The xgboost package enables survival modeling using parameter arguments: objective = "survival:cox" and eval_metric = "cox-nloglik".

The predict method for the resulting model only outputs risk scores (same as type = "risk" in the survival::coxph function in r).

How do I use xgboost to predict entire survival curves?

Iyar Lin
  • 749
  • 4
  • 17

2 Answers2

10

The proportional hazard model assumes hazard rates of the form: $h(t|X) = h_0(t) \cdot risk(X)$ where usually $risk(X) = exp(X\beta)$. The xgboost predict method returns $risk(X)$ only. What we can do is use the survival::basehaz function to find $h_0(t)$.

Problem is it's not "calibrated" to the actual baseline hazard rate computed in xgboost. What we can do is find some constant $C$ that minimizes the ibrier score between the sample observed death/censorship times and $h_0(t) \cdot risk(X) \cdot C$.

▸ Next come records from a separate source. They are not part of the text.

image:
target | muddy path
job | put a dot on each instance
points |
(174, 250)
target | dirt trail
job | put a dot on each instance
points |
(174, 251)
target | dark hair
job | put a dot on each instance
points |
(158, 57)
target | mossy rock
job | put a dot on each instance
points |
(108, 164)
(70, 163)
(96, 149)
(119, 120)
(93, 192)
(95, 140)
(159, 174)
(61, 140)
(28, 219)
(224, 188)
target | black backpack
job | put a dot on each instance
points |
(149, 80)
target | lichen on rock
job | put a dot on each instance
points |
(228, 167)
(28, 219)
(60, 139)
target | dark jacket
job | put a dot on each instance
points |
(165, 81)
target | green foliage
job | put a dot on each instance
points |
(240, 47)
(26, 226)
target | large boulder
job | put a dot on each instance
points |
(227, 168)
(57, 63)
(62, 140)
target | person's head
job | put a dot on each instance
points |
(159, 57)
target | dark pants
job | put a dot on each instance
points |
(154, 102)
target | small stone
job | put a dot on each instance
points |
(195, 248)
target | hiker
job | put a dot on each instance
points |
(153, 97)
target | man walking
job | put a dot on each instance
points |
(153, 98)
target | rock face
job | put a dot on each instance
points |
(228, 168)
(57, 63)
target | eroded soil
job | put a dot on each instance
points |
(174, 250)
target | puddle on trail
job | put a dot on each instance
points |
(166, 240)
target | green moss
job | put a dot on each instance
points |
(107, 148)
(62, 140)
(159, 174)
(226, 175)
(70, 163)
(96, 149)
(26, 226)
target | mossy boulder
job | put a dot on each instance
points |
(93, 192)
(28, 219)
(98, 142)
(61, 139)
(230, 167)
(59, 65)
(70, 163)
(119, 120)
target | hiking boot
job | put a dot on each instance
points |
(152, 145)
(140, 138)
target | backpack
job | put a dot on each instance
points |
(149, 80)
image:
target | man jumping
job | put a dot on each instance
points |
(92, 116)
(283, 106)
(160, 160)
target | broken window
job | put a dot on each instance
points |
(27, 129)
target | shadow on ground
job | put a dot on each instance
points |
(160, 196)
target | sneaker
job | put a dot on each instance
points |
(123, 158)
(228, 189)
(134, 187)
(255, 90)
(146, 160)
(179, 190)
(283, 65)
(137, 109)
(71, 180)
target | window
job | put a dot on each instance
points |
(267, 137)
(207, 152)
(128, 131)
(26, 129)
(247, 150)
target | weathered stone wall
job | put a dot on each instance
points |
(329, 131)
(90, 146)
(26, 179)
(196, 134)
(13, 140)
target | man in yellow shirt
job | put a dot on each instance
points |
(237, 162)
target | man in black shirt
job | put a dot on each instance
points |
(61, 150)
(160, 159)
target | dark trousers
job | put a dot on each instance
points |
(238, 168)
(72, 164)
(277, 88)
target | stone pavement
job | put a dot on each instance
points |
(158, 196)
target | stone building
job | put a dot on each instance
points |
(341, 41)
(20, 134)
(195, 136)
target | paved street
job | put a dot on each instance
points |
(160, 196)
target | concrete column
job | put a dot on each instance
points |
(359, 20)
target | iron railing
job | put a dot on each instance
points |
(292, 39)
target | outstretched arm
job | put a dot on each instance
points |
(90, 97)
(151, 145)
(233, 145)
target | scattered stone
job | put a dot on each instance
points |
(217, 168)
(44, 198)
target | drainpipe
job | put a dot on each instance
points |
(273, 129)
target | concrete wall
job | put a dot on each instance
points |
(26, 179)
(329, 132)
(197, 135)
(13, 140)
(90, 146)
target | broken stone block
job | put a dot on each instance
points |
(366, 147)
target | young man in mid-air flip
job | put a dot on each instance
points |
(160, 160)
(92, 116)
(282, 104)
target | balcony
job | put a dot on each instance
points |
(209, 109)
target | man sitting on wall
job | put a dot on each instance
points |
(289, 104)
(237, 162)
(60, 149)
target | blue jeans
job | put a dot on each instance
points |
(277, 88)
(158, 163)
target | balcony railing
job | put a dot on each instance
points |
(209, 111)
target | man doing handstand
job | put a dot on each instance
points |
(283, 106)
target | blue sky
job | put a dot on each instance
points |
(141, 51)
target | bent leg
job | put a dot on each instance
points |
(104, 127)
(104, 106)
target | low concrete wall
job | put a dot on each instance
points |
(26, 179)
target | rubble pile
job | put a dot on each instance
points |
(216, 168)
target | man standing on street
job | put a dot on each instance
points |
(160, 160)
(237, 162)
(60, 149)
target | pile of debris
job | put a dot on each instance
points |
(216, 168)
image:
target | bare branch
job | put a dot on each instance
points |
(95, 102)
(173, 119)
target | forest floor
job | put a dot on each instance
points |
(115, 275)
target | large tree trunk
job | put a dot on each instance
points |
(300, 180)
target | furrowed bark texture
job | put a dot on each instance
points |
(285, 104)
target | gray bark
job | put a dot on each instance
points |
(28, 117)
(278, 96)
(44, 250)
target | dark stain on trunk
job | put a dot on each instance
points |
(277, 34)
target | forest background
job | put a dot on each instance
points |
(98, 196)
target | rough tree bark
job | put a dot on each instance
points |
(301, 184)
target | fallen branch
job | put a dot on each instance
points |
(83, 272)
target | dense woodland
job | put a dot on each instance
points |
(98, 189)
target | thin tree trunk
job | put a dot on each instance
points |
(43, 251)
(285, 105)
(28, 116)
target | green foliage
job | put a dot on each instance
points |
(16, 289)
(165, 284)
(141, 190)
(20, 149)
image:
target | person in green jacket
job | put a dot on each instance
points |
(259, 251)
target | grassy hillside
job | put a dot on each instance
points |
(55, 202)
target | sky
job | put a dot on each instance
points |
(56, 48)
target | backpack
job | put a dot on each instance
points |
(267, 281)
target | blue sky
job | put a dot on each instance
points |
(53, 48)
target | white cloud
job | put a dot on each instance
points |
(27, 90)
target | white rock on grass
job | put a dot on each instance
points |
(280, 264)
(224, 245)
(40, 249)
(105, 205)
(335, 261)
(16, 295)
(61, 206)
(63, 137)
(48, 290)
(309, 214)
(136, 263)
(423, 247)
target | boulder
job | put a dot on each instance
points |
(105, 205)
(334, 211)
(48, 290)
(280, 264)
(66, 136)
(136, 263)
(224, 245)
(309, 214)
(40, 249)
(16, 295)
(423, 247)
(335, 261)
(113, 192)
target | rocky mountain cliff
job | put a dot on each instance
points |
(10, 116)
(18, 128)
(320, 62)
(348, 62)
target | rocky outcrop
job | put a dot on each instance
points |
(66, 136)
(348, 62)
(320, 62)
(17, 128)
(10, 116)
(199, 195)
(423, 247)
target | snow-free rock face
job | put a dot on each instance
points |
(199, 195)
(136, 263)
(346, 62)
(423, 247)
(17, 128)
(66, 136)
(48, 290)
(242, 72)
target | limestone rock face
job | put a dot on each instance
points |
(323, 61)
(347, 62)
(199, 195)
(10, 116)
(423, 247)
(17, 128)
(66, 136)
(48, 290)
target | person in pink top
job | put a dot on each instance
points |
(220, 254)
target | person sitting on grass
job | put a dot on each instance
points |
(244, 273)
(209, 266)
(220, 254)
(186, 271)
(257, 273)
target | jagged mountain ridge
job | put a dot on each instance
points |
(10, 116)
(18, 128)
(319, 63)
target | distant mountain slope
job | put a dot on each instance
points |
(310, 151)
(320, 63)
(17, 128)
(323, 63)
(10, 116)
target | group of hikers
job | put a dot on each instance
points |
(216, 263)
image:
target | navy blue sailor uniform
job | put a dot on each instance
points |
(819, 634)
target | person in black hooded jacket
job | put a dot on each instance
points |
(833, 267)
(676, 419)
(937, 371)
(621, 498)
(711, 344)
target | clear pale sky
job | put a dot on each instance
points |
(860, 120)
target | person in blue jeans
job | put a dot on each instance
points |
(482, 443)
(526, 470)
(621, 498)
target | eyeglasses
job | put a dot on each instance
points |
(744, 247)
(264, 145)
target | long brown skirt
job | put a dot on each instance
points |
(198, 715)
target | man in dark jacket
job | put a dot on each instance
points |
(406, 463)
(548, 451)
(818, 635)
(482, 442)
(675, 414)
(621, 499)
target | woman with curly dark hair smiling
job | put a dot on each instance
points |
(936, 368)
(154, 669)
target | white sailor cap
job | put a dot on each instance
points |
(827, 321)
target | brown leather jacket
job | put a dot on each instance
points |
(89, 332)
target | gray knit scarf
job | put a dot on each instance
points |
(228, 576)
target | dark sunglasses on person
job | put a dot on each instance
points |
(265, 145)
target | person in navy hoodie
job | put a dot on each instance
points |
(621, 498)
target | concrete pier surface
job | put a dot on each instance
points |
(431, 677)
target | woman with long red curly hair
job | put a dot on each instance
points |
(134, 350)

I've implemented this approach in a tiny R package I've written.

Iyar Lin
  • 749
  • 4
  • 17
  • How to calculate C-index in this setting? Can your package accomplish this? Thanks! – Tommy Mar 31 '22 at 14:07
  • My package does not include that functionality. I would recommend using either the `pec` or `riskRegression` packages – Iyar Lin Apr 01 '22 at 17:34
  • How do censorship times contribute to the ibrier score? – 42- Jun 27 '22 at 22:46
  • Not sure I understand the question. The ibrier score is a function of the estimated and observed survival functions, in which censorship times also take a role. – Iyar Lin Jun 29 '22 at 10:13
1

The solution to use survival::basehaz() with a coxph model and estimate a constant C, as implemented by survXgboost should be used with caution. When you have binary predictors, coxph coefficients explode, leading to really overestimated baseline hazard, the constant C will not do much and the performance of xgboost will look much worse than what it really is.

The gbm package has a function gbm::basehaz which skips the model, avoiding the compatibility problem that you have in survival::basehaz(), and uses the predict() results to estimate the baseline hazard. It is more reliable and the (cumulative) baseline hazard is as expected.

maribuon
  • 11
  • 3